ST - In absence of any consideration, there is no taxable service and, in absence of taxable service, leviability of tax would not arise: CESTAT
By TIOL News Service
MUMBAI, JAN 23, 2019: DURING the period April 2007 to March 2010, the appellant had deputed some of their employees, temporarily rendered surplus owing to lack of sufficient work, to a 100% Export oriented unit, of the same group of companies.
The salaries and other compensation of these employees was settled as inter-company dues as these employees continued to be on the rolls of the appellant while operationally deployed in the other.
The adjudicating authority held that this transaction was liable to tax under the category of 'Manpower recruitment or supply agency service'.
The appellant is before the CESTAT and submits that the demand is unsustainable in view of the decision in Arvind Mills Ltd. - 2013-TIOL-1455-CESTAT-AHM as approved by the Gujarat High Court - 2014-TIOL-441-HC-AHM-ST and on the decision in Spirax Marshall Pvt. Ltd. - 2016-TIOL-238-CESTAT-MUM which was upheld by the dismissal of appeal of Revenue by the Supreme Court.
While supporting the impugned order, the AR inter alia referred to the clarification of CBEC in F.No. 137/35/2011 dated 13th July 2011 and Circular no. 96/7/2007-ST dated 23 rd August 2007 elaborating the scope of taxability of 'manpower recruitment or supply agency'.
The Bench considered the submissions and observed that the decisions cited by the appellant relate to the period when the definition of taxable service was unamended. Inasmuch as the definition of taxable service was amended during the period in dispute to substitute 'commercial concern' with 'any person' and which resultantly stultified the applicability of those decisions. Insofar as the decisions cited by the AR, the Bench observed that in those cases the dispute was not on taxability but the inclusion of statutory deductions, such as provident fund, in the computation of taxable value. Moreover, the Board clarification did not cover the impugned issue as neither of those dealt with deputation of employees within the corporate group, the CESTAT added.

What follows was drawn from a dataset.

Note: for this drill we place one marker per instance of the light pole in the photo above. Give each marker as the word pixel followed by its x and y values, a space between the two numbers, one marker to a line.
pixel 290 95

The Bench, therefore, noted that in the absence of any decision that provides precedent, it required the Tribunal to resort to an examination of the provisions of the Finance Act, 1994 to resolve the problem.
It was further observed –
+ The attempt of service tax authorities has been to bring the deputation of an employee whose salaries and compensation had been reimbursed by the borrowing company within the definition in section 65(105)(k) and the definition of 'manpower recruitment and supply agency' in section 65.
Adverting to the apex court decisions in Intercontinental Consultants and Technocrats Pvt. Ltd. - 2018-TIOL-76-SC-ST, Bengal Shrachi Housing Development Limited and anr - 2017-TIOL-414-SC-ST and Bombay Tyre International Ltd. and Ors - 2002-TIOL-33-SC-CX-LB, it was also observed –
++ Finding of the Hon'ble Supreme Court in re Intercontinental Consultants and Technocrats P Ltd. that the inclusion of value in section 66 imposing the tax on service restricted the scope of value to the service itself till the subsequent incorporation of Explanation in section 67 of Finance Act, 1994 would also lead to the further conclusion that levy of tax is permitted by law contingent upon there being a value inherent as consideration for the service and not a provision of service gratis to which a value could be assigned under the relevant Rules.
++ There is no allegation in the show cause notice, or in the impugned order, that the appellant had retained any amount from out of the payment received from the group company, thus, discrediting the receipt of any consideration by the appellant.
++ There is no provision in the relevant rules for computing the value in the absence of consideration even though provisions exist for monetising consideration other than in money. Absence of consideration is not the same as uncountable consideration requiring rules for conversion.
Concluding that in the absence of any consideration, there is no taxable service and, in the absence of taxable service, leviability of tax would not arise, the appeal was allowed.